Let $(X, \mathcal{O}_X)$ ringed space, $\mathcal{F}, \mathcal{G}$ invertible sheaves on $X$ and $\underline{Hom}_{\mathcal{O}_X}(\mathcal{F},\mathcal{G}) $ the $Hom$ - sheaf.
There is always given the canonical evaluation map $\mathcal{F} \otimes \underline{Hom}_{\mathcal{O}_X}(\mathcal{F},\mathcal{G}) \to \mathcal{G}$.
My question is how to prove that this map is an isomorphism?
This is because we have a canonical isomorphism $Hom_{O_X}(F, G) \cong Hom_{O_X}(F,O_X) \otimes G$ for $F,G$ invertible sheaves on $X$ if $X$ is noetherian which I am assuming. (This holds when $X$ is noetherian, $F$ is locally free and $G$ coherent).
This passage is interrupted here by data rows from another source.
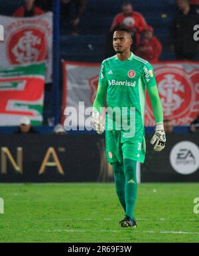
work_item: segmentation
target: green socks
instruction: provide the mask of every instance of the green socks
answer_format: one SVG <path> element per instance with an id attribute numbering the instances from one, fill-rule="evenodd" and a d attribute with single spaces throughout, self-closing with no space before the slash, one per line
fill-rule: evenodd
<path id="1" fill-rule="evenodd" d="M 134 208 L 137 199 L 137 177 L 136 177 L 137 162 L 131 159 L 123 160 L 124 173 L 125 176 L 125 215 L 130 217 L 131 219 L 135 219 Z"/>
<path id="2" fill-rule="evenodd" d="M 123 159 L 123 164 L 112 164 L 116 193 L 125 215 L 135 219 L 134 208 L 137 198 L 137 162 Z"/>
<path id="3" fill-rule="evenodd" d="M 125 177 L 123 172 L 123 164 L 119 164 L 118 162 L 112 164 L 112 166 L 117 197 L 124 209 L 124 211 L 126 211 L 125 195 Z"/>

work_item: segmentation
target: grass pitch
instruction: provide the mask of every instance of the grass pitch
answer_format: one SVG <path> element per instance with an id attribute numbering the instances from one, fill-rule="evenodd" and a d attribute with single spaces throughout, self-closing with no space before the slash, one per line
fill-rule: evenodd
<path id="1" fill-rule="evenodd" d="M 0 242 L 199 242 L 198 184 L 141 184 L 123 229 L 113 184 L 0 184 Z"/>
Under this isomorphism you want to check that the map $$ F \otimes Hom_{O_X}(F,O_X) \otimes G \to G $$
is an isomorphism. This map is the composite of $\text{ev}_F \otimes id_G : F \otimes Hom_{O_X}(F,O_X) \otimes G \to O_X \otimes G$, the evaluation map tensored with $id_G$, and the multplication map $O_X \otimes G \to G$. Both maps are isomorphisms so you get an isomorphism. I hope it helps.